One of Africa’s most celebrated fashion designers and leading haute couturiers, Lanre Dasilva Ajayi, clocks 40 today.
Dasilva Ajayi, the creative director of LDA label is an A-list Nigerian fashion designer whose fame spreads across Nigeria and abroad. She has participated in top fashion shows and her label is a delight to every fashion-discerning and successful woman.
Launched in 2005, her eponymous label includes couture, ready-to-wear, jewelry and hairpieces. Dasilva Ajayi’s collections often incorporate metallic fabrics, lace and African patterns, while referencing the 1940s or 1800s. The Africa Fashion Guide recognizes her as having “… created a name for herself in high fashion in Nigeria.”
Elegance, ease, and accessibility have always been the core of her design philosophy, which has allowed her to turn LDA into a global luxury lifestyle brand.
Upon high school graduation in Nigeria, Dasilva Ajayi moved to the United Kingdom to continue her studies.

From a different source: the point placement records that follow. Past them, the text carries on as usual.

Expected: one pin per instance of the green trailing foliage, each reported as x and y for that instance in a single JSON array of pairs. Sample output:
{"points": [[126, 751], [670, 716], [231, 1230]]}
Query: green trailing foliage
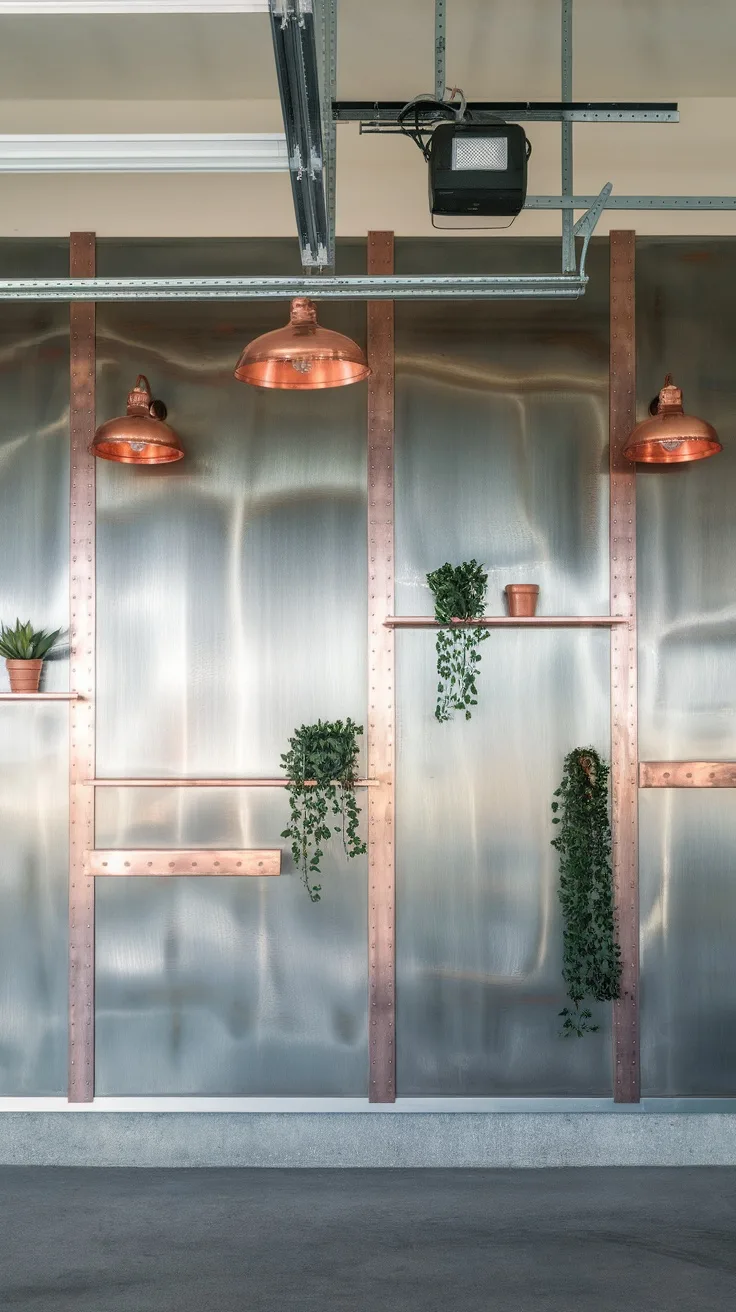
{"points": [[327, 755], [459, 593], [591, 951], [25, 643]]}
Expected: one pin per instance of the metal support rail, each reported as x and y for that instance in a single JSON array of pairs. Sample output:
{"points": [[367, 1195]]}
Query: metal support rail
{"points": [[383, 114], [392, 287]]}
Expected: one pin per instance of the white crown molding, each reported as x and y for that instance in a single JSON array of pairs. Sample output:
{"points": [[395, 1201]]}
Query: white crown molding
{"points": [[130, 7], [231, 152]]}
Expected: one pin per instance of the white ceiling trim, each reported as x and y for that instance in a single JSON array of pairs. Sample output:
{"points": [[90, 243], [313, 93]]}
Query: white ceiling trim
{"points": [[231, 152], [89, 7]]}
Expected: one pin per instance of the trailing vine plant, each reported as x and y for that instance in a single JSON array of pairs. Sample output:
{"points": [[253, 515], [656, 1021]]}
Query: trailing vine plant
{"points": [[591, 951], [459, 593], [322, 768]]}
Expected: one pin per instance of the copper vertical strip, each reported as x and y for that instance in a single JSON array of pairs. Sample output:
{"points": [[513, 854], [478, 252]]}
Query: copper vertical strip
{"points": [[623, 661], [381, 731], [81, 677]]}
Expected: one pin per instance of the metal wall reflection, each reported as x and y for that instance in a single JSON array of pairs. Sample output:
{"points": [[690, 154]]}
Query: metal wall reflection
{"points": [[238, 587], [34, 495], [232, 608], [501, 442], [686, 534]]}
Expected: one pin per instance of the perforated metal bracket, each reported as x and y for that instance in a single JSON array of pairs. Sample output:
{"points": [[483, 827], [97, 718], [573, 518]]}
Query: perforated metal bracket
{"points": [[585, 225], [297, 66]]}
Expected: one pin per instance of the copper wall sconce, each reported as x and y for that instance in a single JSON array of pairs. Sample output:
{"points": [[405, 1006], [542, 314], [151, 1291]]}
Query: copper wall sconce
{"points": [[141, 436], [302, 356], [669, 436]]}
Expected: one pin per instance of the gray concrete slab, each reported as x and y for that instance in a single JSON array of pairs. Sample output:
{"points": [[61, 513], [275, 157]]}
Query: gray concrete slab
{"points": [[631, 1138], [123, 1240]]}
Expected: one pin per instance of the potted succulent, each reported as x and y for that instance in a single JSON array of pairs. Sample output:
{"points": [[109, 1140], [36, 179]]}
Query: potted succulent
{"points": [[25, 650]]}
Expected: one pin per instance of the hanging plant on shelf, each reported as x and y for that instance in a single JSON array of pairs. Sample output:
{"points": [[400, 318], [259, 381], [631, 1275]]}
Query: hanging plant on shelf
{"points": [[459, 593], [591, 951], [322, 768]]}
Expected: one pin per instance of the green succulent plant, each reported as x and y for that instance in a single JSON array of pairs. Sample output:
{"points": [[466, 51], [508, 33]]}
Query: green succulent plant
{"points": [[459, 593], [322, 766], [25, 643]]}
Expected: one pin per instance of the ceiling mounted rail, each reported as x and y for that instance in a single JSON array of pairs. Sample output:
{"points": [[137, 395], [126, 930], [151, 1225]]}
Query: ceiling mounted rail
{"points": [[390, 287], [57, 8], [298, 70], [383, 114]]}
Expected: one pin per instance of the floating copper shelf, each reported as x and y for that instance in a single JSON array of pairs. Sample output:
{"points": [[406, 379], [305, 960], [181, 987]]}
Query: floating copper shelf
{"points": [[688, 774], [162, 863], [509, 622], [210, 783], [40, 697]]}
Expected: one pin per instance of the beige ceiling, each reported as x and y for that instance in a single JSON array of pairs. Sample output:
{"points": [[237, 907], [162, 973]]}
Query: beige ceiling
{"points": [[496, 49]]}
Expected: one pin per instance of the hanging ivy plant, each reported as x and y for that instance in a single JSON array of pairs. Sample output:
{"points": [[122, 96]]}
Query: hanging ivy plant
{"points": [[592, 955], [459, 593], [327, 755]]}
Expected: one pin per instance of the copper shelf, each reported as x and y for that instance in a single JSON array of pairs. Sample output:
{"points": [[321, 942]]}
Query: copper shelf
{"points": [[176, 862], [508, 622], [209, 783], [40, 697], [688, 774]]}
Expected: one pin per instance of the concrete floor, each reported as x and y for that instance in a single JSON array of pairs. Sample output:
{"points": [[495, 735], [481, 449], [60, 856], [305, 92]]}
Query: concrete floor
{"points": [[365, 1240]]}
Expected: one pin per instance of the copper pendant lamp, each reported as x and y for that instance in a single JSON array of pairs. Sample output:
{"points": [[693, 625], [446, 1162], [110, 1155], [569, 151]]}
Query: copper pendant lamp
{"points": [[139, 437], [671, 437], [302, 356]]}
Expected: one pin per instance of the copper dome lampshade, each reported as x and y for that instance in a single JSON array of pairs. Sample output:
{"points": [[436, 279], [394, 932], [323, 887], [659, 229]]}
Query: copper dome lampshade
{"points": [[141, 436], [671, 437], [302, 356]]}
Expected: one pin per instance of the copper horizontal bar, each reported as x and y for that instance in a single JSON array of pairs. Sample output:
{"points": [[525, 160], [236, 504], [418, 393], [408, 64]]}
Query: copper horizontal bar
{"points": [[40, 697], [509, 622], [210, 783], [688, 774], [158, 862]]}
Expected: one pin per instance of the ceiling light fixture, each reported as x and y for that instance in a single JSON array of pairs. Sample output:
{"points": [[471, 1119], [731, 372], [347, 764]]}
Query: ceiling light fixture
{"points": [[302, 356], [139, 437], [671, 437]]}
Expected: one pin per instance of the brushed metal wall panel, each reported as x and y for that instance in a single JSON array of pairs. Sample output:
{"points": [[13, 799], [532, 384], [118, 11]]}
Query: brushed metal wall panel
{"points": [[686, 528], [33, 739], [688, 845], [686, 534], [501, 454], [239, 585]]}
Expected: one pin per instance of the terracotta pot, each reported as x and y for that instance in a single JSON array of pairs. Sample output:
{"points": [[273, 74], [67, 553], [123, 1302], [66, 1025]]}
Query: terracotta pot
{"points": [[24, 675], [522, 597]]}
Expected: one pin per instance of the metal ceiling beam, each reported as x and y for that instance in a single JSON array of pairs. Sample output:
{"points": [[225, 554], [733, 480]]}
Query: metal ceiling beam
{"points": [[566, 127], [57, 8], [395, 287], [297, 64], [633, 202], [440, 50], [382, 114]]}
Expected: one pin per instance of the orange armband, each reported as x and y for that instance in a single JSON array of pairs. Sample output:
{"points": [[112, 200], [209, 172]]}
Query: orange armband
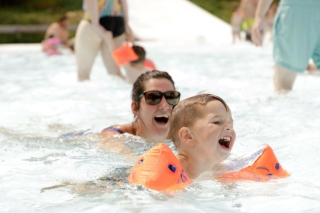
{"points": [[124, 54]]}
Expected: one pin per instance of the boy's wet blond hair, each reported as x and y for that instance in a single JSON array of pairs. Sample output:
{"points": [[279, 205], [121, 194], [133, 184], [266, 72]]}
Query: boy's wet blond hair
{"points": [[187, 111]]}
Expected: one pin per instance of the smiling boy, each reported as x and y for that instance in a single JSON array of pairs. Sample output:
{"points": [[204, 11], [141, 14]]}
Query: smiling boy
{"points": [[201, 127]]}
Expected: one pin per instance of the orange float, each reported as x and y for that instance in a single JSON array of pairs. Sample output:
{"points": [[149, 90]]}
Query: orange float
{"points": [[149, 64], [160, 170], [264, 168], [124, 54]]}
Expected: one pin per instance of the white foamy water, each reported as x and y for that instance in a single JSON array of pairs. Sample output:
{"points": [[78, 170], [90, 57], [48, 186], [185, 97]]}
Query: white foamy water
{"points": [[40, 99]]}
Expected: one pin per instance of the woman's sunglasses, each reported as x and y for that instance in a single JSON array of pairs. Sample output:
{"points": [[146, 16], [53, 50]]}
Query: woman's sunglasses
{"points": [[154, 97]]}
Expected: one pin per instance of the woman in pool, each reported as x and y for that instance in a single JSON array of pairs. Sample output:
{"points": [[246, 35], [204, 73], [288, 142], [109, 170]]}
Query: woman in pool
{"points": [[153, 97]]}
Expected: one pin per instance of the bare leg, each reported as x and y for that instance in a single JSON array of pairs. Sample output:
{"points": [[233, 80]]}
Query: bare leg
{"points": [[87, 44], [283, 79], [110, 64]]}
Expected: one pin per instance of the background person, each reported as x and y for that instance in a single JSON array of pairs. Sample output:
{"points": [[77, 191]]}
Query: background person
{"points": [[59, 30], [236, 21], [296, 38], [101, 17]]}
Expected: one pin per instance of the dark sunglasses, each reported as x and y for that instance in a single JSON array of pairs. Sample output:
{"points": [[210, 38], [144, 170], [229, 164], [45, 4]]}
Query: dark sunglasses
{"points": [[154, 97]]}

For her undergraduate degree, she majored in business administration at Coventry University. She obtained a master’s degree in Finance from the University of Leicester.
A native of Lagos State, Dasilva Ajayi is from the illustrious Dasilva family of Lagos Island. Her father, Sir Leo Babarinde Dasilva, who died in 2015, was the former Secretary to the Lagos State Government. She is married to Kunle Ajayi, an engineer; and their union is blessed with two children.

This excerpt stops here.